Credit Suisse is one of more than a dozen Swiss banks under criminal investigation in the United States over whether and how they helped wealthy Americans dodge taxes. Pressure on Credit Suisse increased last week as one of its former employees pleaded guilty to helping US clients avoid taxes, Reuters reported.

IRS seeks applications for the Internal Revenue Service Advisory Council
The IRS is accepting applications through June 13 for the Internal Revenue Service Advisory Council (IRSAC).

The IRSAC provides an organized public forum for IRS officials and representatives of the public to discuss relevant federal tax administration issues.
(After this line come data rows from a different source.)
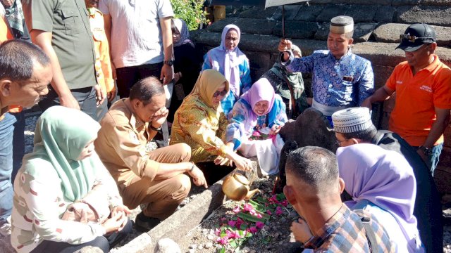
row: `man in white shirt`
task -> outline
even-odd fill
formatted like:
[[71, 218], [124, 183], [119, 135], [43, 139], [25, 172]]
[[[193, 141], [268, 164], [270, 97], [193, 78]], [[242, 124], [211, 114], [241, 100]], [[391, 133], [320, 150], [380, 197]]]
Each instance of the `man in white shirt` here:
[[[171, 18], [174, 15], [171, 1], [100, 0], [99, 9], [104, 13], [119, 96], [128, 97], [133, 84], [150, 76], [162, 79], [163, 84], [170, 82], [173, 77]], [[167, 145], [168, 136], [165, 122], [157, 134], [157, 145]]]

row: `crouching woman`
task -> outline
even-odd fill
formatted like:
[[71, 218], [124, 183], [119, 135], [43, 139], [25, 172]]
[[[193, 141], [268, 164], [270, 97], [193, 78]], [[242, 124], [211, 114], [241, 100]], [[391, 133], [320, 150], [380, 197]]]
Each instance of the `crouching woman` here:
[[33, 152], [14, 181], [11, 244], [18, 252], [108, 252], [131, 231], [130, 210], [94, 150], [99, 129], [61, 106], [39, 119]]

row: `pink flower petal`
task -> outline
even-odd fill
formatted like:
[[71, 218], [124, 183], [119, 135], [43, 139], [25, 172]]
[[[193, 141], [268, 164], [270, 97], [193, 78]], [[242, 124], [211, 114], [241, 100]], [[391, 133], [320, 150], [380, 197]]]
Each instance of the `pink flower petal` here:
[[264, 226], [265, 226], [265, 224], [261, 221], [257, 221], [255, 223], [255, 226], [257, 226], [257, 228], [259, 229], [261, 229]]
[[235, 225], [236, 225], [236, 223], [237, 223], [237, 222], [235, 221], [228, 221], [228, 226], [232, 226], [232, 227], [235, 226]]
[[280, 215], [280, 214], [283, 214], [283, 211], [282, 210], [282, 207], [277, 207], [276, 208], [276, 214], [277, 214], [277, 215]]
[[240, 206], [237, 206], [236, 207], [235, 207], [233, 209], [233, 210], [232, 210], [232, 212], [233, 212], [235, 214], [237, 214], [240, 212]]

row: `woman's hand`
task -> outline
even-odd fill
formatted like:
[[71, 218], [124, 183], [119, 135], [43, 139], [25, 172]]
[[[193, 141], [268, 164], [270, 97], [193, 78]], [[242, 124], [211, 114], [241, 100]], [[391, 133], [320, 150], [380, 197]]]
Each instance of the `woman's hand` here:
[[113, 207], [113, 210], [111, 210], [111, 216], [114, 216], [115, 215], [120, 215], [121, 219], [125, 218], [123, 219], [123, 223], [121, 225], [121, 226], [118, 229], [118, 231], [121, 231], [122, 228], [124, 228], [125, 224], [127, 224], [127, 221], [128, 221], [127, 216], [131, 212], [132, 212], [128, 209], [128, 207], [125, 207], [123, 205]]
[[101, 224], [101, 226], [105, 229], [106, 233], [120, 231], [127, 223], [128, 220], [128, 218], [127, 218], [127, 216], [123, 216], [121, 214], [116, 214], [111, 215], [111, 218], [105, 221], [105, 222]]
[[297, 222], [293, 221], [291, 223], [290, 229], [293, 233], [295, 239], [302, 244], [305, 244], [313, 236], [307, 223], [300, 218]]
[[228, 166], [232, 166], [233, 165], [233, 163], [232, 162], [232, 161], [228, 159], [228, 158], [224, 158], [223, 157], [221, 157], [221, 155], [218, 155], [216, 157], [216, 158], [215, 158], [214, 160], [214, 164], [216, 165], [228, 165]]
[[253, 169], [252, 162], [251, 162], [250, 160], [235, 153], [234, 155], [235, 155], [233, 157], [233, 161], [235, 162], [235, 164], [237, 166], [238, 169], [242, 171], [251, 171]]
[[202, 171], [200, 170], [200, 169], [199, 169], [196, 165], [193, 166], [194, 168], [192, 169], [192, 170], [188, 171], [188, 174], [192, 178], [192, 181], [196, 186], [203, 186], [206, 189], [209, 186], [206, 184], [206, 180], [205, 180], [204, 172], [202, 172]]

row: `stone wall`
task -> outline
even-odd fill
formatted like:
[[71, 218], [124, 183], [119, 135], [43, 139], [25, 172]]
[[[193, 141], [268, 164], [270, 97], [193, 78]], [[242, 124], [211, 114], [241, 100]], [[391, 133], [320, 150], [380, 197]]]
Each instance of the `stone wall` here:
[[[330, 18], [339, 15], [353, 17], [355, 23], [353, 52], [369, 59], [373, 66], [376, 88], [382, 86], [393, 67], [404, 60], [404, 52], [395, 50], [409, 24], [433, 25], [439, 46], [436, 53], [451, 66], [451, 0], [312, 0], [308, 4], [285, 6], [285, 37], [308, 56], [326, 48]], [[192, 32], [199, 56], [221, 43], [221, 32], [228, 24], [242, 30], [240, 48], [250, 61], [251, 77], [257, 80], [273, 65], [282, 37], [280, 7], [227, 7], [227, 18], [206, 30]], [[307, 93], [311, 77], [304, 74]], [[384, 103], [382, 128], [386, 129], [393, 100]], [[435, 179], [441, 191], [451, 193], [451, 129], [445, 133], [445, 147]], [[449, 176], [447, 176], [449, 174]]]

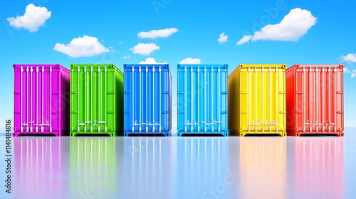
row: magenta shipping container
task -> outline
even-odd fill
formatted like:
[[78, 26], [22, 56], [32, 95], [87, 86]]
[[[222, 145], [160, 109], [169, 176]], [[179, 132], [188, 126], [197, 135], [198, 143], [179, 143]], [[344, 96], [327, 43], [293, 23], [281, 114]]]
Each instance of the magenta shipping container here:
[[14, 136], [69, 135], [69, 70], [14, 65]]

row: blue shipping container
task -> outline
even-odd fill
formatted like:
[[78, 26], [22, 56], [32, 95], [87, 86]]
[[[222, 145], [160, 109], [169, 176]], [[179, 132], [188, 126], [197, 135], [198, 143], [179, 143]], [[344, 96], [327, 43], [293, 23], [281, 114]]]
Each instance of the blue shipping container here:
[[169, 65], [124, 65], [124, 135], [169, 136], [171, 129]]
[[178, 136], [229, 135], [227, 70], [227, 65], [178, 65]]

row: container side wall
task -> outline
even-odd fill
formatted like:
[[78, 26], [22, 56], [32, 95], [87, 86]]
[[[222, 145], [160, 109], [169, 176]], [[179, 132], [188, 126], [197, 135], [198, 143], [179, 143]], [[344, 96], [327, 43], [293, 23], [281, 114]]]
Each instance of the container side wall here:
[[15, 65], [15, 135], [62, 134], [60, 65]]
[[295, 72], [295, 127], [305, 133], [343, 132], [343, 70], [340, 65], [298, 65]]
[[62, 135], [69, 135], [69, 112], [70, 112], [70, 72], [69, 70], [61, 68], [61, 82], [60, 82], [61, 93], [60, 101], [60, 124], [61, 125]]
[[116, 98], [117, 99], [116, 109], [117, 112], [116, 113], [116, 124], [117, 124], [117, 135], [123, 135], [123, 127], [124, 127], [124, 76], [123, 74], [118, 69], [115, 72], [115, 90], [116, 90]]
[[295, 90], [295, 67], [290, 67], [286, 70], [286, 85], [287, 85], [287, 130], [295, 128], [295, 119], [298, 114], [295, 109], [295, 98], [298, 95]]
[[227, 135], [227, 65], [199, 66], [178, 65], [178, 131]]

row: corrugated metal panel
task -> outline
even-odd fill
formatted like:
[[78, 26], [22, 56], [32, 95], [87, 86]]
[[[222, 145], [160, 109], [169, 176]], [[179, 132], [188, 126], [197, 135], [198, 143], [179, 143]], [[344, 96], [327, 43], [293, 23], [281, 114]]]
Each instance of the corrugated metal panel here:
[[125, 136], [170, 135], [172, 76], [169, 65], [124, 65]]
[[14, 132], [68, 135], [69, 70], [61, 65], [14, 65]]
[[123, 74], [113, 64], [70, 65], [70, 136], [120, 136]]
[[229, 76], [231, 134], [286, 136], [286, 65], [241, 64]]
[[178, 65], [178, 136], [228, 136], [227, 65]]
[[343, 65], [295, 65], [286, 73], [288, 134], [343, 136]]

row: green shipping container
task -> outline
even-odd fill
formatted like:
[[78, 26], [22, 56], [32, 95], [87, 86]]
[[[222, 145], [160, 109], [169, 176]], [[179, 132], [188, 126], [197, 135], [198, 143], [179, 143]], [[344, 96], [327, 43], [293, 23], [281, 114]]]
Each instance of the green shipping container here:
[[70, 65], [70, 136], [122, 136], [124, 75], [113, 64]]

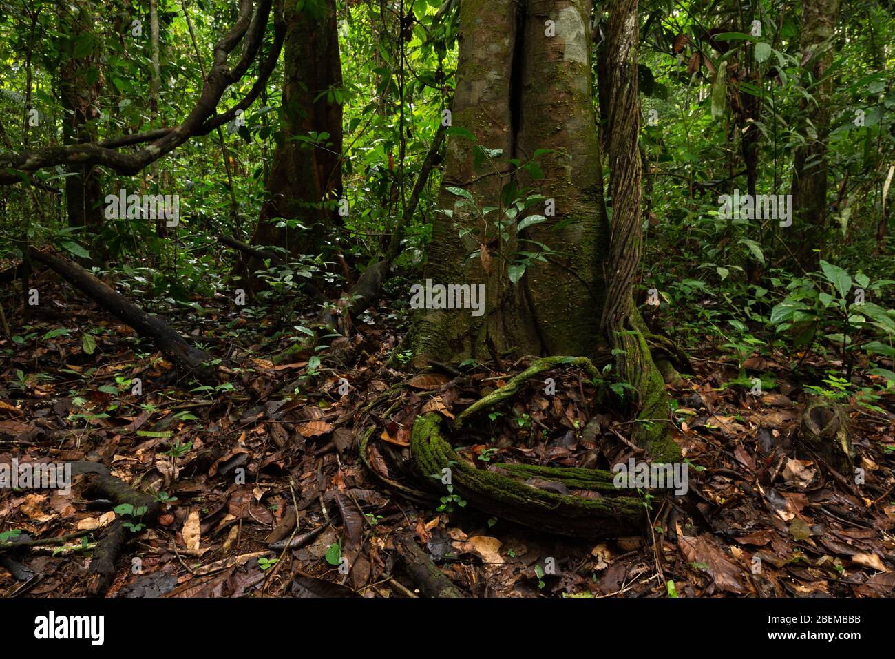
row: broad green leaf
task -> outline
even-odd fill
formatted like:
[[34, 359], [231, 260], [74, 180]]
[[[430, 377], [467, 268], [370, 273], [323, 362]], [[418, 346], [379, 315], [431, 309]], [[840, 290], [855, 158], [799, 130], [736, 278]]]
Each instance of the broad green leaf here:
[[525, 274], [525, 264], [524, 263], [512, 263], [510, 264], [509, 270], [507, 270], [509, 280], [514, 284], [518, 284], [519, 279], [522, 276]]
[[851, 276], [839, 266], [832, 265], [821, 260], [821, 270], [827, 280], [836, 287], [840, 293], [840, 297], [844, 298], [848, 289], [851, 288]]
[[758, 262], [764, 265], [764, 252], [762, 252], [762, 246], [758, 243], [749, 238], [740, 238], [739, 244], [748, 247], [752, 255], [758, 259]]
[[71, 330], [66, 330], [64, 327], [56, 328], [55, 330], [50, 330], [44, 335], [44, 341], [47, 341], [50, 338], [55, 338], [56, 337], [64, 337], [72, 333]]
[[522, 231], [524, 229], [528, 228], [529, 227], [533, 227], [536, 224], [541, 224], [541, 222], [546, 222], [546, 221], [547, 218], [545, 218], [543, 215], [529, 215], [527, 218], [523, 218], [522, 221], [519, 222], [518, 227], [516, 227], [516, 230], [517, 232]]
[[884, 357], [895, 357], [895, 347], [887, 346], [880, 341], [865, 343], [861, 346], [861, 349], [866, 350], [868, 353], [874, 353], [874, 355], [882, 355]]
[[763, 41], [759, 41], [755, 44], [755, 61], [764, 62], [771, 56], [771, 44], [766, 44]]

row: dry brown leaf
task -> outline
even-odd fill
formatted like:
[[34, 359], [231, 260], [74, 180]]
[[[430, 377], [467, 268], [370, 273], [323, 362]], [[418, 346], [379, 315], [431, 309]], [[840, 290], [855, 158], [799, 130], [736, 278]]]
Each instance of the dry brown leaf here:
[[202, 529], [199, 521], [198, 509], [190, 510], [190, 514], [186, 517], [186, 521], [183, 522], [182, 534], [186, 548], [197, 551], [202, 540]]
[[395, 444], [396, 446], [410, 446], [409, 441], [401, 441], [400, 440], [392, 437], [388, 434], [388, 431], [387, 430], [382, 431], [382, 433], [379, 435], [379, 439], [383, 441], [388, 441], [389, 444]]
[[331, 432], [332, 430], [332, 424], [325, 421], [309, 421], [307, 424], [302, 424], [298, 426], [299, 434], [304, 438], [325, 435], [327, 432]]
[[851, 557], [852, 562], [857, 563], [863, 568], [870, 568], [880, 572], [888, 572], [889, 569], [880, 561], [880, 557], [875, 553], [856, 553]]
[[423, 389], [438, 389], [442, 384], [449, 381], [450, 378], [443, 373], [421, 373], [411, 378], [407, 381], [407, 386]]
[[720, 590], [737, 594], [745, 592], [739, 578], [739, 566], [730, 561], [714, 543], [706, 540], [704, 535], [680, 535], [678, 537], [678, 546], [687, 561], [708, 566], [709, 575]]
IRSAC members submit a report to the IRS commissioner annually at a public meeting in the fall.

The panel is comprised of up to 35 members who are appointed to three-year terms by the commissioner. Applications are currently being accepted for approximately seven appointments that will begin in January 2015.

Nominations of qualified individuals may come from individuals or organizations. IRSAC members are drawn from substantially diverse backgrounds. Membership is balanced to include representation from the tax professional community, including but not limited to: tax attorneys, CPAs, enrolled agents, academia, and the business community. Federally registered lobbyists cannot be members of IRSAC.